Juan Francisco Manzábar no entendía porqué, la tarde del viernes 10 de junio, la Intendencia General de Policía del Guayas y la Dirección Provincial de Salud clausuraban el centro de rehabilitación de drogas que estaba ubicado junto a su domicilio, en el bloque 7 de la cooperativa Balerio Estacio, en el noroeste de Guayaquil.

Para él y otros moradores del sector, en ese lugar los internos experimentaban una verdadera transformación.


En el centro, denominado como clandestino por no poseer los permisos correspondientes, las autoridades encontraron medicinas caducadas, mala difusión de desechos, hacinamiento y a varios jóvenes que aseguraban haber sido encerrados por sus padres o familiares para que los administradores del lugar los ‘limpien’ de las drogas.

Para Omar Garay, psicólogo clínico y responsable de Salud Mental de la Coordinación Zonal 8, ese es un pensamiento social equivocado que puede traer graves consecuencias.

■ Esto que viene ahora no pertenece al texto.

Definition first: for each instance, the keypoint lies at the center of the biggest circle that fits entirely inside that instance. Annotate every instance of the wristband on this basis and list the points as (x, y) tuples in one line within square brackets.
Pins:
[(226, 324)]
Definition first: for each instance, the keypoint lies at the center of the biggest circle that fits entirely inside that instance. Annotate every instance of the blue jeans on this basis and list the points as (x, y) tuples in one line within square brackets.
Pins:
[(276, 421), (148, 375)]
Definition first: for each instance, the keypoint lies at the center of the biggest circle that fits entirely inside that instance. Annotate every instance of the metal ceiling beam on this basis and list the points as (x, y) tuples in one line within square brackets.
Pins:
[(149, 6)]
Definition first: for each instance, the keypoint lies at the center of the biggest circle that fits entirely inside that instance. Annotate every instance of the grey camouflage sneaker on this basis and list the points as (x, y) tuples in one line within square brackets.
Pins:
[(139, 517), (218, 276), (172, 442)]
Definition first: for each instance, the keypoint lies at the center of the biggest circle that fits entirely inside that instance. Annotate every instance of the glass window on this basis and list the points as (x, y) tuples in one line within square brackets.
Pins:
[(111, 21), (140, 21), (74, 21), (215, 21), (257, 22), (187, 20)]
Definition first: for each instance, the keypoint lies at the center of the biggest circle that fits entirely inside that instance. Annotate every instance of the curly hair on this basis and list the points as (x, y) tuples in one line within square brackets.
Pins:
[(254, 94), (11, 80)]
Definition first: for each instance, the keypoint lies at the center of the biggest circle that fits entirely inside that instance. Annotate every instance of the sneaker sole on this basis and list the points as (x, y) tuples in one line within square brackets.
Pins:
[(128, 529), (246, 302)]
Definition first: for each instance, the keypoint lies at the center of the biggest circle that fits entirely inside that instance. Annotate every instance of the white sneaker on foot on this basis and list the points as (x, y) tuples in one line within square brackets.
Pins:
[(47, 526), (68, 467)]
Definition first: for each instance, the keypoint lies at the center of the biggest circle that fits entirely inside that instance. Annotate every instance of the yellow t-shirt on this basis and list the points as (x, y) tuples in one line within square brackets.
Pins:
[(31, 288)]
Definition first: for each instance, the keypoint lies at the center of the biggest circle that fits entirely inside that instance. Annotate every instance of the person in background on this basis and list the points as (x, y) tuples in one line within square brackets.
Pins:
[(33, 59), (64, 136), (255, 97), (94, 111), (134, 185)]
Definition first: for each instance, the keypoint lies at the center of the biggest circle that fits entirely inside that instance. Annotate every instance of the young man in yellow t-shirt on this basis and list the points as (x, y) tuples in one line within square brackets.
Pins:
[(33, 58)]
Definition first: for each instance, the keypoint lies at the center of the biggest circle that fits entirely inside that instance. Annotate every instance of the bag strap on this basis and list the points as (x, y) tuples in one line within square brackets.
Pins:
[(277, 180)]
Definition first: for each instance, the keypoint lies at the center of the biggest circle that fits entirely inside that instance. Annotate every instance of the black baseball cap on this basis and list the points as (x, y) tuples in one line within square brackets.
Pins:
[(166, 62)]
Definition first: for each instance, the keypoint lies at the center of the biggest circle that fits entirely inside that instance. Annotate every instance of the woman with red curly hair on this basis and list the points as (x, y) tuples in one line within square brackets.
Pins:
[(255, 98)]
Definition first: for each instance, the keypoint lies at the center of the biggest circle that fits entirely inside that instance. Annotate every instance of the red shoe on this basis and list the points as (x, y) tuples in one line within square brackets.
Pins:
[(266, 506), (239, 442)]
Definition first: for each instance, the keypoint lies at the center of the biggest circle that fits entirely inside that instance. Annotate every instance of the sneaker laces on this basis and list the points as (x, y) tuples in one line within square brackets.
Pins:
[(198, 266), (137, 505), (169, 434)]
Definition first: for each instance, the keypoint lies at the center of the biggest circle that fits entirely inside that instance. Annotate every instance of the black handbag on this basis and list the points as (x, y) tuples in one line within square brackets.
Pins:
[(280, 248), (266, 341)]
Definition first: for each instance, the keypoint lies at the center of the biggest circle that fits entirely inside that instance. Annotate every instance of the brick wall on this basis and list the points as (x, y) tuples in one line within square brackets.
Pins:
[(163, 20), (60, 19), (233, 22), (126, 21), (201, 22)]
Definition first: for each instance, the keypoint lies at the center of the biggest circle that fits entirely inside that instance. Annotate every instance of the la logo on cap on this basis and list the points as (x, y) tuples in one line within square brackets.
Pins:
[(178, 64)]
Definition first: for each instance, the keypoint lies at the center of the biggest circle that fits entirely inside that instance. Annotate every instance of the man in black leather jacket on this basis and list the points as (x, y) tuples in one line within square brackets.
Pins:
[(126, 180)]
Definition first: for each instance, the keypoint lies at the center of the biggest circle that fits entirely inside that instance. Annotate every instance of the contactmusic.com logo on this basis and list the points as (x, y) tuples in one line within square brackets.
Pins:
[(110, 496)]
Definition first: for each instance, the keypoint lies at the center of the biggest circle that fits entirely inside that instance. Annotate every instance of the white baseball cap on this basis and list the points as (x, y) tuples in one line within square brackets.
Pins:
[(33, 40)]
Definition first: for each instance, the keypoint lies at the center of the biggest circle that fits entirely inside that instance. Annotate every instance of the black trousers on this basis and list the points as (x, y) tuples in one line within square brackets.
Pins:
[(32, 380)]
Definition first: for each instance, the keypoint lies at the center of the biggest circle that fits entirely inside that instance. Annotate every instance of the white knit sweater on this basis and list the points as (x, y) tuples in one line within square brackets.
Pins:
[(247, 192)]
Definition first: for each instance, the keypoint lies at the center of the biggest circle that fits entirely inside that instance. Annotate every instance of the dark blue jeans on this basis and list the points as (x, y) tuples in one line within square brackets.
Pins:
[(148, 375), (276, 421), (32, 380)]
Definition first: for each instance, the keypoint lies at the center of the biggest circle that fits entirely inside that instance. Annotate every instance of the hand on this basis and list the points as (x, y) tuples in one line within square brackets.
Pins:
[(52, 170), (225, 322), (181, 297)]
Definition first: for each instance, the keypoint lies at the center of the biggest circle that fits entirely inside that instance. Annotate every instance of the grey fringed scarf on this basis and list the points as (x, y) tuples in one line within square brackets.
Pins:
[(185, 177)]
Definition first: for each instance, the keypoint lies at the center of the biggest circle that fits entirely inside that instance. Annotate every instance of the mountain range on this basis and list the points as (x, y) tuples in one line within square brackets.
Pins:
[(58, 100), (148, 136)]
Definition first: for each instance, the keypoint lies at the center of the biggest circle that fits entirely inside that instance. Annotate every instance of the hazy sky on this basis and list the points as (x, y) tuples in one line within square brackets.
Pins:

“La sociedad está muy aferrada a llevarlo (al consumidor) a una clínica... ¿Por qué? Porque quieren deshacerse del problema. La familia dice que para evitar robos y malas noches es mejor ingresarlo, aunque les cueste mucho más de lo que pueden pagar. Pero resulta que la persona de consumo llega a estas pseudoclínicas de rehabilitación y no hay los profesionales pertinentes. Los tienen ahí pasando hambre, los maltratan...” reflexiona el psicólogo.

Algunas veces, afirma, los padres suelen confundir la sintomatología del consumo con otros problemas que pueden tener sus hijos y aún así los internan por desconocimiento.

De enero a julio, 10 centros de rehabilitación ‘clandestinos’ fueron clausurados en Guayaquil. La mayoría estaba ubicada en lugares como Guasmo, Isla Trinitaria, Florida Norte y Bastión Popular.

El Ministerio de Salud Pública brinda una ruta de atención integral, donde se trabaja con el paciente y la familia. Para las autoridades de este organismo es importante aclarar que encerrar al consumidor no es la solución al problema.

Garay menciona que “la familia debe entender que la primera opción no es la clínica, es el tratamiento ambulatorio” que les permitirá a los pacientes relacionarse y reingresar a la sociedad poco a poco. Aquí la voluntad juega un papel muy importante, pues si el consumidor no está dispuesto a desintoxicarse, todos los esfuerzos serán en vano.